Commitee: Lisa Davidson (co-chair), Frans Adriaans (co-chair), Shigeto Kawahara (Keio University), Gillian Gallagher, Maria Gouskova
The primary goal of this dissertation is to investigate how signal-based and knowledge-based mechanisms interact during speech production and perception. Signal-based mechanisms refer to processes that affect low-level phonetic implementation in the acoustic signal. Knowledge-based mechanisms encompass lexical knowledge as well as sublexical grammatical knowledge such as syllable structure and phonotactic probability. The focus of this dissertation is on phonotactic predictability and how phonotactic knowledge affects the production and perception of a target segment’s phonetic cues.
The case in study is Japanese high vowel devoicing, where the two high vowels of the language /i, u/ lose their phonation when between two voiceless consonants. The phonotactic distribution of Japanese is such that only one of the two high vowels can occur after certain consonants, while both high vowels can occur after others, leading to different levels of phonotactic predictability. There are two experiments and one computational modeling component to this dissertation, with a chapter devoted to each. Both experiments and the computational model utilize information from the Corpus of Spontaneous Japanese.
Chapter 1 lays the groundwork for the dissertation by discussing works related to signal-based and knowledge-based processes and works on Japanese high vowel devoicing, defining essential terminology, and delimiting the scope of research.
Chapter 2 provides an overview of works that discuss the phonotactic structure of Japanese before presenting the experiments and computational model. Japanese is well-known for its strong CV preference, but high vowel devoicing often results in consonant clusters that seemingly violate this very preference. I propose that Japanese phonotactics and high vowel devoicing apply at different phonological levels, thereby reconciling the apparent conflict.

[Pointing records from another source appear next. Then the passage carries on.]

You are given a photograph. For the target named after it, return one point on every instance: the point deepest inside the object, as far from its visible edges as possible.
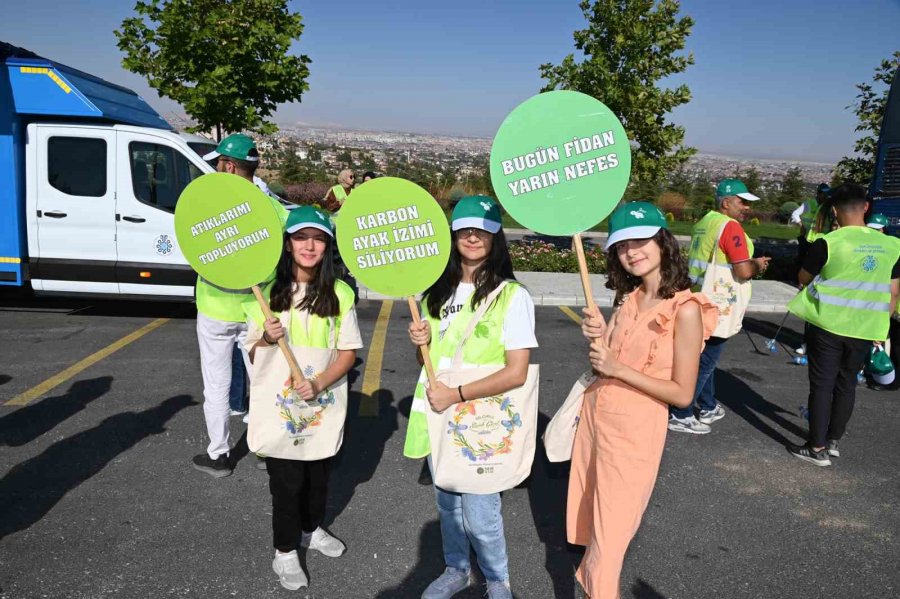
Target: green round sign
(393, 236)
(560, 162)
(228, 230)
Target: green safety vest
(319, 327)
(340, 194)
(483, 348)
(851, 296)
(225, 304)
(705, 237)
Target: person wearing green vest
(479, 262)
(851, 280)
(720, 231)
(337, 195)
(221, 322)
(306, 284)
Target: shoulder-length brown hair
(673, 269)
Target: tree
(226, 62)
(629, 45)
(792, 186)
(869, 109)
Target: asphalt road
(98, 497)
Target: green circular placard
(560, 162)
(393, 236)
(228, 230)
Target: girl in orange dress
(647, 359)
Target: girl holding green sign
(647, 359)
(479, 263)
(319, 310)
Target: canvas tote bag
(484, 445)
(730, 296)
(559, 438)
(281, 424)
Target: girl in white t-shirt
(479, 262)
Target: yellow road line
(58, 379)
(571, 314)
(368, 404)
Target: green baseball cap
(634, 220)
(308, 216)
(480, 212)
(236, 145)
(877, 221)
(734, 187)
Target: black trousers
(834, 362)
(299, 492)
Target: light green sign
(228, 230)
(560, 162)
(393, 236)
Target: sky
(771, 78)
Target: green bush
(540, 256)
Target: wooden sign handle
(296, 373)
(426, 355)
(585, 279)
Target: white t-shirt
(518, 326)
(349, 336)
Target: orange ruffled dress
(619, 442)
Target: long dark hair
(493, 271)
(320, 298)
(673, 269)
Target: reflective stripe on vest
(851, 296)
(482, 350)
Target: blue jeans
(238, 396)
(475, 521)
(705, 392)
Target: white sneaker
(688, 425)
(287, 566)
(323, 542)
(710, 416)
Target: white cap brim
(630, 233)
(491, 226)
(298, 226)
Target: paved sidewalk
(564, 289)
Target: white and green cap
(308, 216)
(236, 145)
(634, 220)
(734, 187)
(480, 212)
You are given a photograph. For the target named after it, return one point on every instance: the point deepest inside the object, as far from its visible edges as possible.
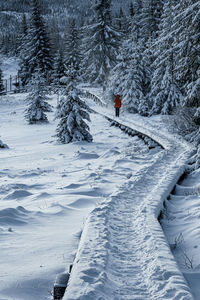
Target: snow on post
(3, 146)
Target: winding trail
(123, 253)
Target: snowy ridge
(123, 253)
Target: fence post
(10, 83)
(6, 85)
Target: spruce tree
(188, 49)
(22, 48)
(72, 111)
(101, 44)
(1, 83)
(130, 77)
(73, 47)
(165, 93)
(38, 52)
(58, 68)
(37, 100)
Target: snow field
(48, 189)
(123, 253)
(181, 226)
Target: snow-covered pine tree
(72, 111)
(135, 79)
(73, 47)
(1, 83)
(165, 94)
(130, 77)
(37, 100)
(188, 49)
(22, 45)
(58, 68)
(100, 44)
(150, 19)
(38, 52)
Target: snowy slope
(47, 191)
(123, 253)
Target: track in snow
(123, 254)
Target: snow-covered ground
(48, 189)
(181, 225)
(123, 253)
(112, 189)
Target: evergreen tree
(37, 100)
(101, 44)
(38, 52)
(72, 47)
(150, 19)
(59, 68)
(188, 49)
(1, 83)
(22, 41)
(165, 93)
(134, 79)
(72, 111)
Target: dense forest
(147, 51)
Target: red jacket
(118, 102)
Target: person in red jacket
(118, 104)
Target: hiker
(118, 104)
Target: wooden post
(60, 286)
(10, 83)
(6, 85)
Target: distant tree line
(148, 54)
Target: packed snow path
(123, 253)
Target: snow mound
(14, 216)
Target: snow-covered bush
(37, 100)
(72, 111)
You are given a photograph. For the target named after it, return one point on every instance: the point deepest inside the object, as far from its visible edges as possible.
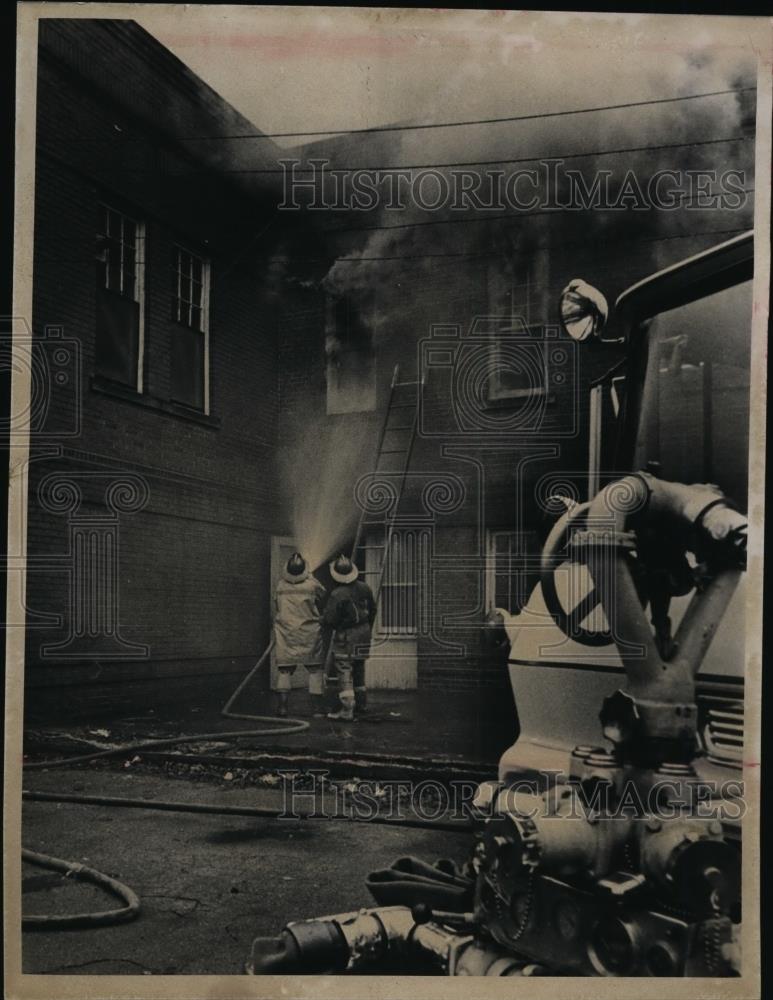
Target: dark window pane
(117, 340)
(187, 375)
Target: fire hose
(132, 908)
(73, 868)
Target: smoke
(318, 472)
(503, 250)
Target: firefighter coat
(353, 640)
(298, 606)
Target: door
(282, 547)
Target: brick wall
(192, 562)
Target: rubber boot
(317, 705)
(346, 711)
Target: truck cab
(677, 407)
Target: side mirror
(583, 309)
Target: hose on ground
(102, 918)
(285, 727)
(131, 909)
(165, 805)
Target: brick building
(221, 350)
(151, 482)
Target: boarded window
(119, 298)
(189, 298)
(518, 364)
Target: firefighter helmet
(343, 570)
(296, 569)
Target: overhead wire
(470, 121)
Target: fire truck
(610, 845)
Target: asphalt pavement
(208, 884)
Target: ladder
(393, 456)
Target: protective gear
(343, 571)
(317, 705)
(351, 645)
(315, 681)
(297, 621)
(296, 569)
(346, 712)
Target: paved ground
(473, 726)
(208, 884)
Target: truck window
(694, 423)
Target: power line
(491, 218)
(473, 121)
(502, 253)
(478, 163)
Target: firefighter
(350, 612)
(298, 605)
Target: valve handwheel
(554, 554)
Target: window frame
(179, 248)
(104, 207)
(534, 336)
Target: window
(399, 597)
(518, 364)
(350, 356)
(694, 422)
(190, 334)
(120, 298)
(519, 298)
(512, 569)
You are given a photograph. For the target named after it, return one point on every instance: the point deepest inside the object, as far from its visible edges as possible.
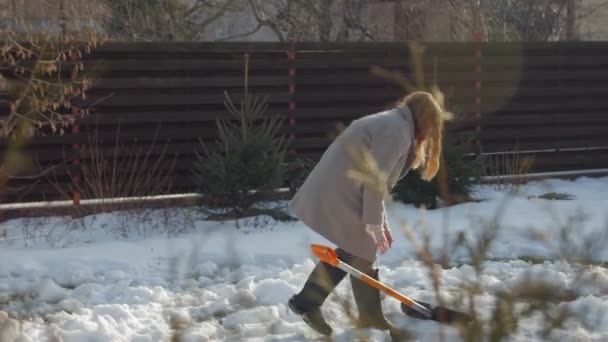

Chapter 3 presents a production experiment which shows that phonotactically predictable high vowels are deleted as a consequence of devoicing while unpredictable high vowels retain their oral gestures to colour the burst/frication noise of the preceding consonant to aid perceptibility.
Chapter 4 presents a perception experiment that builds on the production experiment results. Similar to the production experiment results, where the amount of phonetic cues of a devoiced vowel are modulated depending on the predictability of the vowel, listeners are also shown to be attentive to high vowel cues in unpredictable environments but not in predictable environments.
Chapter 5 presents a simulated learner as an attempt to model how the process of high vowel devoicing and its effects on the perception of high vowels can be captured through data-driven constraint induction. The model is trained on data from the Corpus of Spontaneous Japanese and induces lexicon-based rules as well as lexicon less phonotactic constraints.
Chapter 6 concludes the dissertation by summarizing the findings from Chapters 2 through 5 and making suggestions for future work.